The taproom lad – too scared of the fiery countenance glaring down at him to wonder why someone would tell you to deliver a message, but fail to give you the name of the recipient – says, ‘You’re speaking of Master Ditworth? Is the message for him or his master?’

‘His master?’ Ned says, sensing a veil being lifted.

‘Aye, Sir Fulke Vaesy,’ the taproom lad says, gaining a little courage, now that it appears this newcomer isn’t planning to crush the life out of him with one immense hand. ‘But if it’s physic you’re after, I’d take your message elsewhere. No one around here would trust that rogue to cure a flitch of bacon.’

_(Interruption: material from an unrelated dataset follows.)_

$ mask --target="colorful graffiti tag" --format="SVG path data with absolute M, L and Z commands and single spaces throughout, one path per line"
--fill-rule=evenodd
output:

‘Vaesy… Vaesy?’ says Rose, looking up. She has spent Ned’s absence checking the accounts for the rebuilding of the Jackdaw. ‘Wasn’t he that professor of anatomy Master Nicholas ’ad a run-in with, a few years back?’

‘The very same,’ Ned tells her, unlacing his boots. He can smell pottage stewing in the hearth. What good fortune to have such a wife as this, he thinks. There cannot be many husbands on Bankside whose women can cook and read. He wonders if he dares ask her to teach him how to make sense of all the incomprehensible scrawls on the papers laid out before her. ‘It was the year we had all those murders,’ he adds. ‘I remember Master Nicholas telling me he’d studied under Vaesy – that Vaesy had lost his place with the College of Physicians because he hadn’t seen the signs of foul play on the bodies that Nicholas had. An’ there was that scandal with his wife, as well. From what they told me at the Hanging Sword, Vaesy’s been reduced to little better than a pox doctor.’

‘An’ you think he was the author of the false letters?’

‘Why else would he ’ave sent his little arseworm over here to see what had happened to Master Nicholas? Looks to me like Vaesy has finally decided to be revenged for his fall.’

‘But how can you be sure?’

‘I’ll ’ave to ask him, won’t I?’

To Ned Monkton, Rose has always shone with a bucolic light. If verdant fields and plump rolling hills bathed in sunlight could ever be made flesh, his wife’s face is the very model. But now, as he looks at her proudly, he sees the warmth drain out and the fear rush in.